This repository contains a project that automates the process of scraping LinkedIn profiles of recruiters, HR personnel, and hiring managers to collect relevant data such as email addresses. Using this data, the project leverages OpenAI's API to generate customized emails based on the company’s needs, job openings, and other factors. The end goal is to create a fully automated pipeline that sends personalized emails targeting specific recruiters and companies, showcasing how the sender can add value to the organization.
The scraping process is carried out using PhantomBuster and Apollo.io, while email generation and sending are managed using Python, OpenAI's API, and SMTP or SendGrid.
- Automated LinkedIn Profile Scraping using PhantomBuster and Apollo.io.
- Data storage in a structured format (PostgreSQL/SQLite).
- Personalized email generation based on recruiter/company data using OpenAI's API.
- Automatic email sending via SMTP or SendGrid.
- Monitoring and logging of sent emails.
- Scalable design for handling larger datasets.

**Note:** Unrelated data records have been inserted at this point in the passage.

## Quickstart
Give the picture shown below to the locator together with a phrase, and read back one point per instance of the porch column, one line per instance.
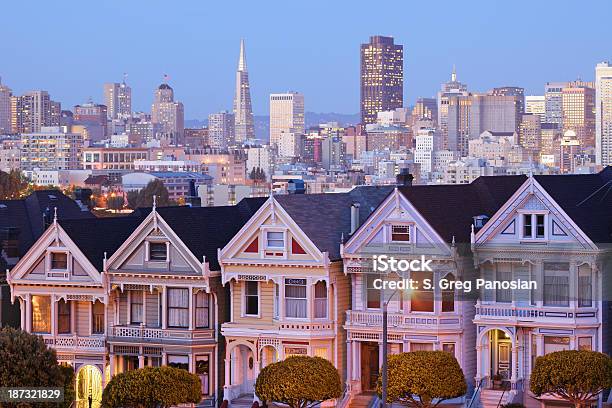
(112, 364)
(349, 361)
(53, 316)
(28, 313)
(164, 309)
(191, 311)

- Use PhantomBuster to scrape LinkedIn profiles of recruiters and hiring managers based on specific search criteria (e.g., company, job title, location).
- Extract recruiter information such as Name, Job Title, Company, and LinkedIn URL.
- Use Apollo.io to retrieve email addresses based on LinkedIn profiles.
- Store the scraped data in a structured format (e.g., PostgreSQL or SQLite).
- Store the scraped recruiter and company data in a database.
- Database Tables:
recruiters
: (id, name, job_title, company, linkedin_url, email)companies
: (id, name, industry, technologies, job_postings_url)interactions
: (id, recruiter_id, email_content, date_sent, status)
- Fetch recruiter and company data from the database.
- Generate customized emails using OpenAI's GPT API.
- Prompt-based email customization based on:
- Recruiter’s role (Hiring Manager, HR, etc.)
- Company’s industry and job openings.
- The sender’s skills and experience.
- Automate email sending via SMTP (Gmail, Outlook, etc.) or SendGrid.
- Implement email templates with placeholders for personalized data.
- Track sent emails, including the recruiter’s name, email, and timestamp, for monitoring.
- Log sent emails and status (success, failure).
- Implement error handling and retries for failed emails.
- Use Python’s logging module or a dashboard for real-time monitoring.
- Set up a task scheduler (e.g., Celery) to automate follow-up emails if no response is received after a set time.
- A/B test email subject lines, body content, and personalization strategies for better engagement.
- Deploy the scraping and automation pipeline to the cloud using AWS EC2 or Google Cloud.
- For large-scale scraping and email automation, use Redis and Celery for task queuing.
- Monitor system performance and optimize the flow for parallel execution of tasks.
-
Clone the repository:
git clone https://github.com/username/repo-name.git
-
Install necessary dependencies:
pip install -r requirements.txt
-
Set up environment variables for API keys and database:
- OpenAI API Key
- PhantomBuster API Key
- Apollo API Key
- SMTP credentials (or SendGrid credentials)
-
Run the LinkedIn scraping script:
python linkedin_scraper.py
-
Run the email automation script:
python email_automation.py
This repository provides a structured workflow for scraping LinkedIn profiles and automating personalized emails at scale. Feel free to extend or modify the code to suit your needs!